6. Per la rilevazione dell'espressione genica delle cellule satelliti marcatore, utilizzare primer per proteina accoppiati casella 7 (Pax7) e M-cadherin (Cdh15) (Vedi allegato Tabella materiali).
7. Per la rilevazione dell'espressione genica delle cellule endoteliali marcatore, utilizzare primers per claudin-5 (Cld5), occludin (Ocln) e della zonula occludens-1 (Tjp1 o ZO1) (Vedi allegato tabella materiali).
8. Come gene di riferimento per 18s rRNA, utilizzare un primer con assorbimento di 538 nm e un'emissione di lunghezza d'onda di nanometro 554.
9. Preparare un mastermix qPCR per ogni gene di interesse con il rispettivo primer. Mastermix contiene: 10 µ l tampone qPCR (2x), 1 µ l di Primer per il gene di interesse (10 µM), 1 µ l di Primer per 18s rRNA e 4 µ l di nucleasi acqua gratis.
10. Aggiungere 16 µ l del mastermix in un unico pozzetto di una piastra a 96 pozzetti di reazione. Aggiungere 4 µ l di cDNA (ottenuto dal passaggio 5.3.2.) a ben contenente il mastermix.
11. Utilizzare un cycler PCR in tempo reale esecuzione seguendo passi: che tiene il palco con 50 ° C per 2 min e 95 ° C per 10 min. fase di escursioni in bicicletta con 40 cicli di 95 ° C 15 s e 60 ° C per 1 min.

Representative Results

Un giorno dopo l'isolamento, MMEC murino primario e residuo altre cellule formano conglomerati e aderiscano alla parte inferiore di piastre di coltura (Figura 1A giorno 1). Da giorno 7, si possono osservare cellule piatte e allungate. Tuttavia, la contaminazione di altri, principalmente cellule di sferoide, è ancora visibile (Figura 1A giorno 7). Così, un altro ciclo di CD31 positivi selezione tramite MCS è richiesto. Qui di seguito, MMEC murino primario proliferano ad una densità di circa 80 – 90%. Al momento di confluenza in genere formano un monostrato non sovrapposti di cellule allineati longitudinalmente (Figura 1A giornata 14). Proliferazione si arresti al confluenza a causa di inibizione per contatto. Dopo 14 giorni circa 5 – 10 x 10⁵ celle può essere utilizzato per ulteriori indagini.

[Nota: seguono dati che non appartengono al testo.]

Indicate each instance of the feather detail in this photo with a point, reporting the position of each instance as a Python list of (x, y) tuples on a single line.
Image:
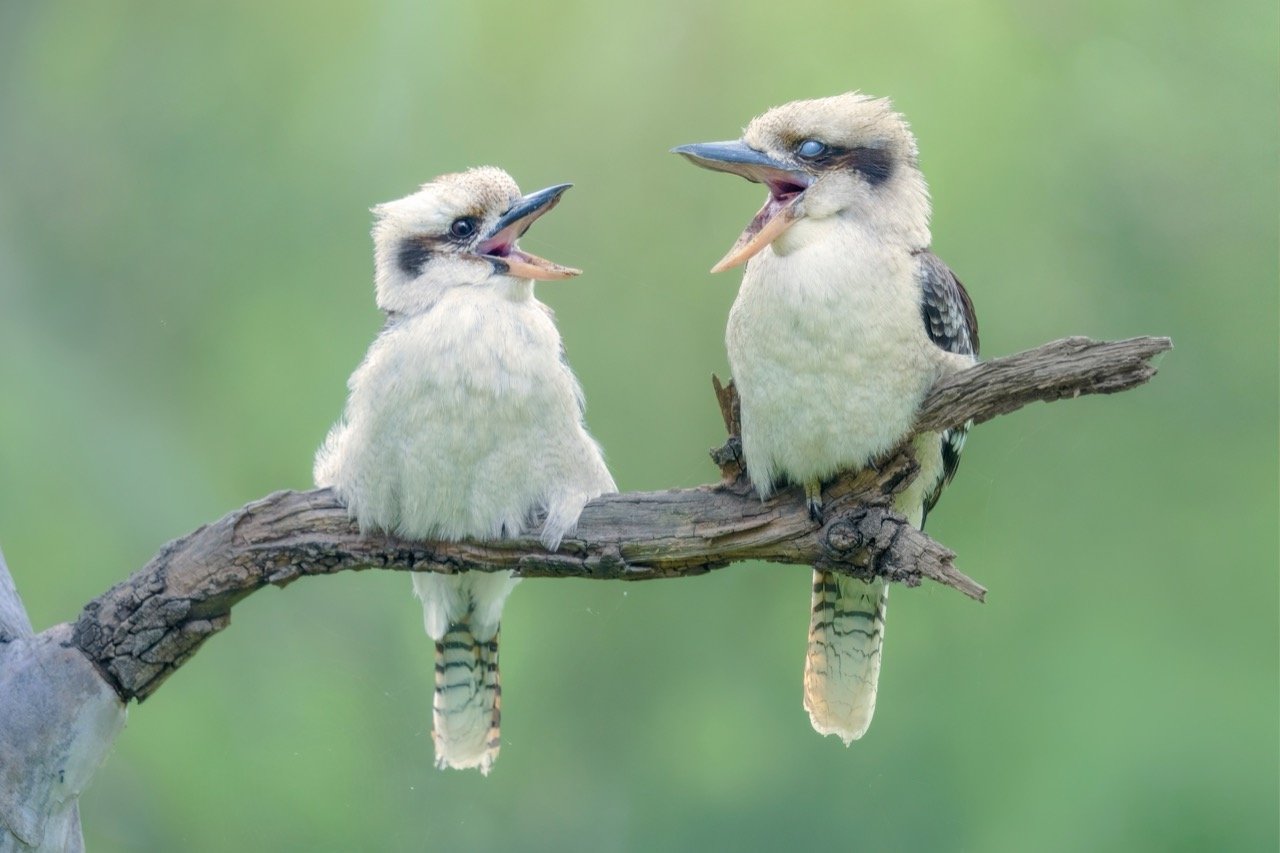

Controllo qualità tramite flusso cytometry utilizzando risolvibile attuabilità colorante FVD780 (a macchiare per le cellule morte), PECAM1 (CD31) e PTPRC (CD45, come indicatore per le cellule di origine ematopoietica) hanno mostrato i valori sia di redditività e di purezza che vanno circa il 70% per le celle subito dopo l'isolamento (Figura 2A). Le cellule coltivate dopo un altro CD31 selezione positiva tramite MCS, hanno mostrato soddisfare i valori per la purezza per quanto riguarda la redditività che vanno fino a 95% ciascuno (Figura 2B).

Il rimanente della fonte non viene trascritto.